Hockey puck velocity after impact

[nysnacc]

Homework Statement

Homework Equations

mv1 + mv2 = mv1' +mv2'

The Attempt at a Solution

(0.17) (10i - 4j) + (mass of stick) (v j) = (0.17) (sin 20 i + cos 20 j)

what do i need for the mass of stick?

 

[Simon Bridge]

Why do you think you need a mass for the stick?
Please show your reasoning.

 

[nysnacc]

mv1+mv2 =mv1' +mv2'

 

[haruspex]

mv1+mv2 =mv1' +mv2'

You are told to neglect the change in speed of the stick. I admit it might not be obvious how to deal with that. Here are two ways:
1. Let the stick have mass M and do not ignore its change in speed. You will get an answer that depends on M. Then let M tend to infinity and see what happens to the answer.
2. Work in the reference frame of the stick. That makes the stick head effectively a solid, immoveable floor. The puck is now like a ball bouncing on the ground.

 

[nysnacc]

SO for the puck,

mv1 = mv2 ??

 

[haruspex]

SO for the puck,

mv1 = mv2 ??

No, why?
By the way, this is wrong:

mv1 + mv2 = mv1' +mv2'

There are two different masses. m₁v₁+m₂v₂=m₁v₁'+m₂v₂'.

 

[nysnacc]

But setting m2(stick) as infinity?

 

[haruspex]

But setting m2(stick) as infinity?

If you do that straight away (option 2) you cannot use (and will not need) momentum conservation. The change in momentum of the stick becomes indeterminate (0 times infinity).
In option 1, letting M tend to infinity is the final step.

 

[nysnacc]

yes option one then

m1v1 + infinity v2 = m1v1' + infinity v2' ??

 

[haruspex]

yes option one then

m1v1 + infinity v2 = m1v1' + infinity v2' ??

As I explained, with option 1, setting M to infinity is the final step.
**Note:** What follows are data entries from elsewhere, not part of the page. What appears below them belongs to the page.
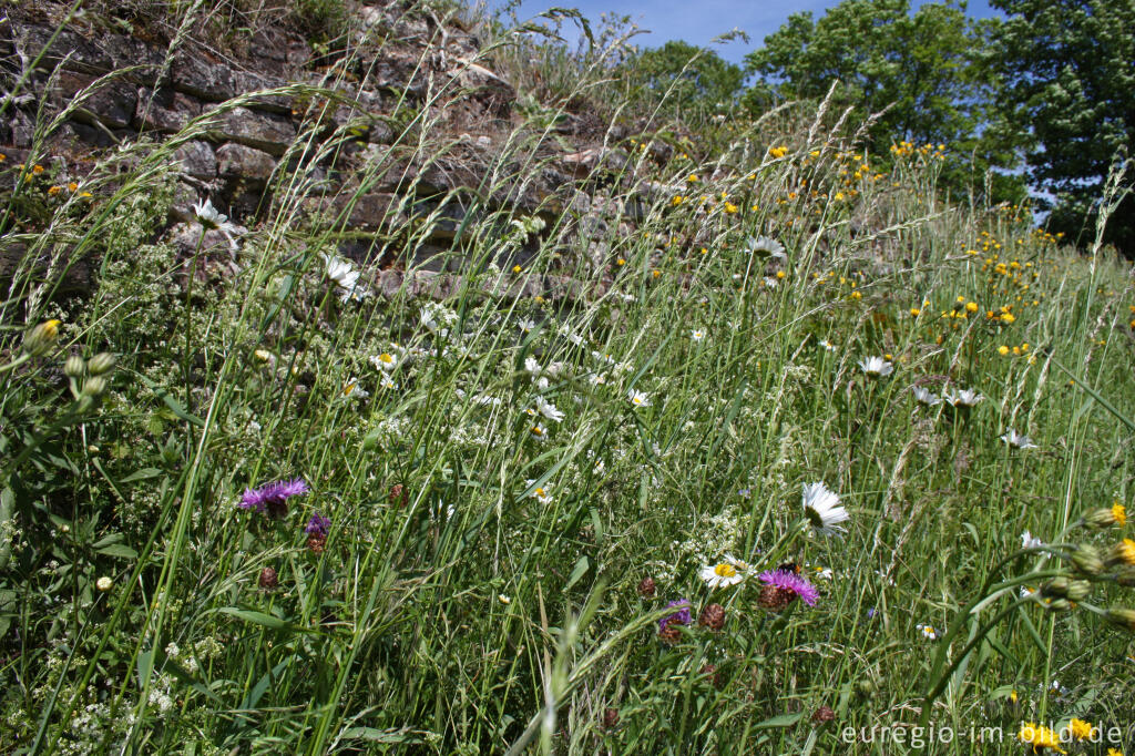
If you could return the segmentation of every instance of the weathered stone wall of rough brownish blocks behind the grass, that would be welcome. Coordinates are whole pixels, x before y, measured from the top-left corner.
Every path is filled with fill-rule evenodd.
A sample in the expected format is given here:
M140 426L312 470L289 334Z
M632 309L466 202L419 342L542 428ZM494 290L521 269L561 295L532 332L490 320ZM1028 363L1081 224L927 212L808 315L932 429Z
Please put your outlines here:
M516 92L474 34L431 12L360 5L339 54L317 56L295 33L267 28L235 56L82 16L60 28L60 9L45 8L2 11L0 81L14 93L0 117L8 165L51 160L57 175L82 183L100 151L177 138L183 188L171 222L203 196L249 227L294 202L295 222L348 230L344 254L398 275L456 267L461 235L502 210L548 220L566 210L594 236L588 244L628 222L623 203L592 196L612 177L633 180L625 153L606 146L623 134L568 117L503 160L523 127ZM36 145L36 124L52 119L57 128ZM422 124L436 149L419 149Z

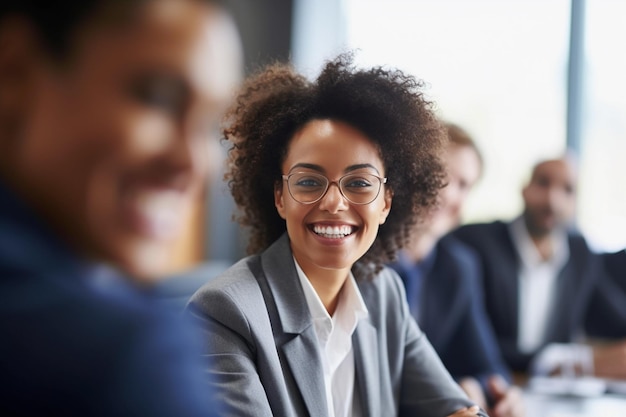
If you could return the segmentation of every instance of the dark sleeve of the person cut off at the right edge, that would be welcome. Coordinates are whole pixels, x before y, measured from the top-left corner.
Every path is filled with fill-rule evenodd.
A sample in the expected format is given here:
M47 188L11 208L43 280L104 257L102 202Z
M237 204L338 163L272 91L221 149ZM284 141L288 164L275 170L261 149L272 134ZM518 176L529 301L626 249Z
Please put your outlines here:
M601 258L605 274L594 291L585 330L592 338L626 338L626 250Z

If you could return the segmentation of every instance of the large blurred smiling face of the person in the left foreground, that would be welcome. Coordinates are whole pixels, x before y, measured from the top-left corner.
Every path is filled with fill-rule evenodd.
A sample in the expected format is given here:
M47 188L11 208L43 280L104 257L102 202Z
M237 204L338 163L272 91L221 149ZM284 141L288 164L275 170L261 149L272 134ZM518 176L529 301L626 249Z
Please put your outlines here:
M141 10L132 24L86 28L67 66L38 67L13 169L75 248L149 277L215 158L241 66L221 11L165 0Z

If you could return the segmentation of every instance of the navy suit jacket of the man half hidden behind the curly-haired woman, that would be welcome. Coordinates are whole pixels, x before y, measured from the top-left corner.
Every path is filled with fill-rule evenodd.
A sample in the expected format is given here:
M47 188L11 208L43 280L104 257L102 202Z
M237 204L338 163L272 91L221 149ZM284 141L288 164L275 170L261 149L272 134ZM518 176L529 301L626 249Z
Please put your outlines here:
M428 259L418 300L420 328L455 378L473 376L484 385L487 377L502 375L510 380L500 348L485 312L480 265L473 251L457 239L439 240ZM406 284L410 278L407 260L390 265Z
You have to get a complete answer as a function of M first.

 

[nysnacc]

m1v1 + infinity v2 = m1v1' + infinity v2'
M (v2 - v2') = m1(v1' - v1)
M = m1 (v1' - v1) / (v2 - v2')

v1 is 0 and v2' is the desire velocity (dir) towards the goal??

 

[haruspex]

m1v1 + infinity v2 = m1v1' + infinity v2'

Please desist from posting this, it is unhelpful. We will let M go to infinity right at the end, not before.

M (v2 - v2') = m1(v1' - v1)

Right, but you need another equation. Use the given coefficient of restitution.

 

[nysnacc]

e (v2 - v1) = v2' - v1'

 

[haruspex]

e (v2 - v1) = v2' - v1'

Almost! You have a sign error there. Correct that and solve the pair of equations.

 

[nysnacc]

e (v2 - v1) = v1' - v2' (cuz v2' is 0?)

 

[haruspex]

e (v2 - v1) = v1' - v2'

That is the right restitution equation.

(cuz v2' is 0?)

As I wrote in post #4, using option 1, we do not set v₂' equal to v₂ (and certainly not to 0).
All the velocities we have referred to so far are in the y direction, right? At some point, we will have to consider the x direction in order to make use of the given desired angle, but that can wait. For now, we just have to assume we are going to be able to determine from that what v₁' needs to be. So the next step is to use the two equations you have (momentum and restitution) to find an expression for v₂. It can involve the given velocity v₁, the velocity we expect to be able to find, v₁', and the two masses. So what variable do we need to eliminate?